André Derain, who had attended school with Matisse in 1898–1899, and Maurice de Vlaminck, who was Derain’s friend, shared Matisse’s interest in the expressive nature of colours. Vlaminck further embraced Fauve style after seeing Van Gogh's works at the Salon des Indépendants in the spring of 1905 in Collioure, alongside Fauvist paintings produced by Derain and Matisse.
First Exhibition: The 1905 Salon d'Automne
Matisse, Derain, and Vlaminck exhibited together later in 1905 at the annual Salon d’Automne. Derain’s Fauvist paintings translated every tone of a landscape into pure colour, which he applied with short, forceful brushstrokes, whilst the agitated swirls of intense colour in Vlaminck’s works were heavily inspired by the expressive power of Vincent van Gogh (Encyclopaedia Britannica, 2016).
Art critic Louis Vauxcelles was one of the attendees to the exhibition and it was him who coined the movement's term as it is known today, when he called the painters Les Fauves, meaning wild beasts, due to the expressive and according to him violent nature of the paintings. Some of the paintings exhibited by The Fauves during Salon d’Automne are featured here on USEUM, such as Matisse's Woman with a Hat, and Derain's The Drying Sails.
For many artists who adopted similar approach, Fauvism became a stepping stone for future developments in their style. By 1908 most of the main artists in the group had moved away from the expressive nature of fauvism.

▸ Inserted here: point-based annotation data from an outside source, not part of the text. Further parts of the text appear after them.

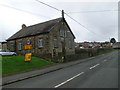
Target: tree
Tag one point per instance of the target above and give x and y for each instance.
(112, 40)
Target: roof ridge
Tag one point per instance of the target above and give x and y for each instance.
(44, 22)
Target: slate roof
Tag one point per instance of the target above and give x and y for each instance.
(36, 29)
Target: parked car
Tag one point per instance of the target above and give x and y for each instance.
(5, 52)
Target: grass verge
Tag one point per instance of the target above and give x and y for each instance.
(12, 64)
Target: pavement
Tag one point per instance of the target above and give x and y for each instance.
(26, 75)
(57, 76)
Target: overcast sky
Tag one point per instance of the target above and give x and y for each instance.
(100, 18)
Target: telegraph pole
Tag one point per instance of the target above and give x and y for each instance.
(64, 36)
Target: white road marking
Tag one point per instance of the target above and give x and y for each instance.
(104, 61)
(68, 80)
(92, 57)
(94, 66)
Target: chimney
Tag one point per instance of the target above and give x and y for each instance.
(62, 13)
(23, 26)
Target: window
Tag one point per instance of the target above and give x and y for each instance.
(62, 32)
(12, 47)
(70, 44)
(19, 45)
(40, 42)
(55, 43)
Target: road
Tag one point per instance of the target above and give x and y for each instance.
(99, 72)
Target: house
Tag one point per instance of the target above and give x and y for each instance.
(0, 45)
(48, 39)
(4, 45)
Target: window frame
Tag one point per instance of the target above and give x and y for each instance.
(40, 42)
(20, 45)
(55, 41)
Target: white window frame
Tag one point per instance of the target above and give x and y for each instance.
(55, 43)
(40, 42)
(70, 44)
(61, 32)
(19, 45)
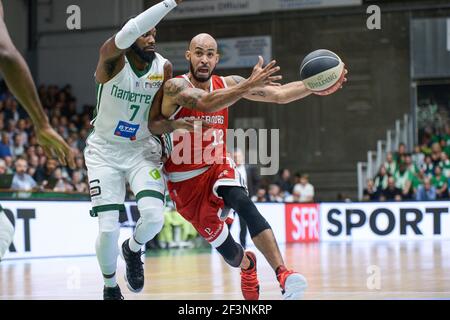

One of fauvism’s founders, André Derain, adopted a more conventional neoclassical style seen in his work titled The Table. Others who were also part of The Fauves enjoyed further success with their style developments. Georges Braque went on to develop cubism with Pablo Picasso, whilst Henri Matisse continued to use the distinctive fauvist traits of bright emotive colours, with simpler shapes and more symbolist approach throughout his career.